Quel che colpisce seguendo la politica è il senso di angosciosa ineluttabilità che traspare a noi profani dalle decisioni del Partito democratico. Le dimissioni di Zingaretti hanno riacceso questo senso di tragico destinale, l’idea che non ci sia alcun rimedio, alcun riparo, che si sia in balia di una corrente che sballotta e alla quale non si può far altro che consegnarsi. Quest’idea sacrificale della politica è emersa proprio quandoZingaretti, in modo troppo rapido rispetto agli eventi, ha lasciato la guida del partito che in fondo non aveva tenuto con risultati spregevoli: dall’oggi al domani, in fondo dopo un evento (la nomina di Mario Draghi) che non aveva minato in modo irreparabile la sua dirigenza. Inevitabile, ecco cosa è sembrato.

Ma allora, a volersi un po’ smaliziare, occorre pensare che in fondo gli arcana imperii noi non li conosciamo, non sappiamo cosa sia successo nelle segrete stanze per provocare un evento che agli occhi puri sembra un fulmine a ciel sereno. Zingaretti è del tutto estraneo alle manovre per quella che sembra una sua dolorosa defenestrazione e invece magari è una mossa meditata e calcolata nei suoi effetti?

Rispetto a tutto questo, anche la segreteria incipiente dell’ex premier e poi dean a Parigi Enrico Letta ha questo sentore di ineluttabile. Credo che un senso di impotenza infatti attanagli tutti coloro che in un barlume di pazzia hanno pensato “se cambiano davvero, se mettono un giovane, quasi quasi mi iscrivo al PD!”. E invece no, niente novità, anche perché il Partito democratico più che divorare i figli non li fa proprio nascere. E allora o si aspetta la sfrontatezza di un Renzi che si prende ciò che vuole (con gli effetti disastrosi che sappiamo), oppure si torna sempre sulla scena del delitto. Non nascono figli, cioè non c’è una classe dirigente giovane, con idee nuove, o semplicemente con idee. Non ci si stupisca poi se sulla cresta dell’onda stanno coloro che hanno una visione del mondo purchessia.

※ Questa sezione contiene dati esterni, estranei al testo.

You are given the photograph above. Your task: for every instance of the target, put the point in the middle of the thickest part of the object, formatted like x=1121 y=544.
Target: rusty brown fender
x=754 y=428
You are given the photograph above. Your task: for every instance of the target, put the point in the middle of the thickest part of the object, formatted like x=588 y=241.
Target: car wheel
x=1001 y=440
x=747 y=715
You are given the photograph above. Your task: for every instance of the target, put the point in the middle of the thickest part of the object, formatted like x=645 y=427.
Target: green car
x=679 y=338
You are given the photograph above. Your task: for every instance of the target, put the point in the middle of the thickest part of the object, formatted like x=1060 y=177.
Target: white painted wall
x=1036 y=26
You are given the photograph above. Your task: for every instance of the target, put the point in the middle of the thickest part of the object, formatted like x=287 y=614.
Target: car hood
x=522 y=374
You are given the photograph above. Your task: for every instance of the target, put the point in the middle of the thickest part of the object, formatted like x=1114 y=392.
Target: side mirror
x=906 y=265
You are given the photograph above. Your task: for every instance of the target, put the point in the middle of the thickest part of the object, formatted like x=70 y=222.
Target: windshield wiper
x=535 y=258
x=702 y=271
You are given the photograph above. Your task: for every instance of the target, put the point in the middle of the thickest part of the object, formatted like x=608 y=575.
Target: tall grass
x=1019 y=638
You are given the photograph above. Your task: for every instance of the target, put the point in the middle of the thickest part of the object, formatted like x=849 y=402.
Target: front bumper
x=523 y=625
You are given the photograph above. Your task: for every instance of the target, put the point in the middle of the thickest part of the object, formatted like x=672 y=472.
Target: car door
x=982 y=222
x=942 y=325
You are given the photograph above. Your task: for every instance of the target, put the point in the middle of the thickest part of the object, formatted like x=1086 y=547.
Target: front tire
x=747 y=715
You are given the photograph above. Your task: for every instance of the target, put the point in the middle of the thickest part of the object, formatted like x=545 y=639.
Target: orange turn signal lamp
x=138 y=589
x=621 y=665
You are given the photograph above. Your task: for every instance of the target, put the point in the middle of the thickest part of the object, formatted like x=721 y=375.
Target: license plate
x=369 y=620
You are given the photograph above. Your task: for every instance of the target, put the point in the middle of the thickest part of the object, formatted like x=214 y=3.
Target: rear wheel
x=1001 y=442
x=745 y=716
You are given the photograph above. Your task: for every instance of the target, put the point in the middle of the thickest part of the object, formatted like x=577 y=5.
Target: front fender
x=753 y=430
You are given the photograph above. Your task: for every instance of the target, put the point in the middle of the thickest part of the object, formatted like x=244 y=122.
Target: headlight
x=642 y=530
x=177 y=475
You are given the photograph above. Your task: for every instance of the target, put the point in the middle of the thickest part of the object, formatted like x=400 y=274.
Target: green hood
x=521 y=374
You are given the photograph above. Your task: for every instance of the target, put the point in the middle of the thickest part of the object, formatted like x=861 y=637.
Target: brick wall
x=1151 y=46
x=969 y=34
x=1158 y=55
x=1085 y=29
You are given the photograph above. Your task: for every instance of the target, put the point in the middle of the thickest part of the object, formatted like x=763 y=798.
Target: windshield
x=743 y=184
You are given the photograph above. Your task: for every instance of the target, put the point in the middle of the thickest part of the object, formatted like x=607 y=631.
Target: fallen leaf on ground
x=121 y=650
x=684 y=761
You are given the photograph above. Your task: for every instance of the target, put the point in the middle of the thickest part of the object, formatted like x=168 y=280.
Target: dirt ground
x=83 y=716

Letta, dicono, è persona perbene. Nella Toscana da cui Letta viene dicono “fallo anche mordere”. Se questo è lo standard per un segretario di partito, allora quel senso di impotenza diventa un nodo sempre più asfissiante. Il punto peraltro non è Letta in quanto persona, ma per ciò che rappresenta. Non è una questione individuale, per quanto ormai sia inevitabile in tutti i partiti fare i conti con una dose di leaderismo carismatico (che sembra però essere ben distante dalle corde del compassato ex enfant prodige in politica da una vita e mezza).

Il punto è: cos’è Enrico Letta oggi per il PD? E come agirà sui dossier caldi per il partito? Il dossier par excellence è la questione dell’atteggiamento da tenere nei confronti dei 5Stelle. Sappiamo che Letta tuona da sempre contro quello che sbrigativamente viene definito ‘populismo’, dunque i 5S sono un (ex?) avversario con cui fare i conti.

Basterà la normalizzazione a Cinque Stelle per convincere Letta a proseguire sulla linea zingarettiana di un’alleanza strategica coi grillini? E se così non fosse, di grazia, nel campo del centro-sinistra con chi ci si potrebbe alleare, rebus sic stantibus (e posto che la politica ormai è volatile e dunque oggi è così, domani chissà)?

Perché se non si dà risposta a questa domanda, allora si finisce nelle secche renziane del rifiuto dei 5S a prescindere, senza però dire con chi alle prossime politiche bisognerebbe allearsi. Una doccia fredda sarebbe, a mio avviso, rinverdire l’idea di un parlamentarismo ‘puro’ in cui tutto si decide nelle Camere e solo dopo le elezioni. Ma i balletti tra proporzionale e maggioritario non fanno ben sperare in una soluzione chiara di una questione così annosa. Su questo, per esempio, Letta dovrebbe dirci la sua.

Su Draghi invece non si hanno dubbi: Letta è uomo iper-istituzionale, il suo appoggio sarà incondizionato. Certo è difficile dimenticare che Letta fece un governo con Berlusconi, che nominò una strana commissione per le riforme costituzionali con la regia di quel presidente Napolitano che in realtà governava dal Quirinale facendoci fare un salto nella Terza Repubblica. Riforme che avrebbero dovuto bypassare – horribile dictu – le procedure del 138 Cost. In fondo, Letta era pienamente dentro l’onda lunga della lettera di Trichet e Draghi, del governo Monti, della presidenza esorbitante di Napolitano. Ora arriva al Nazareno con al governo l’estensore di quella lettera: siamo al compimento di un disegno iniziato dieci anni fa?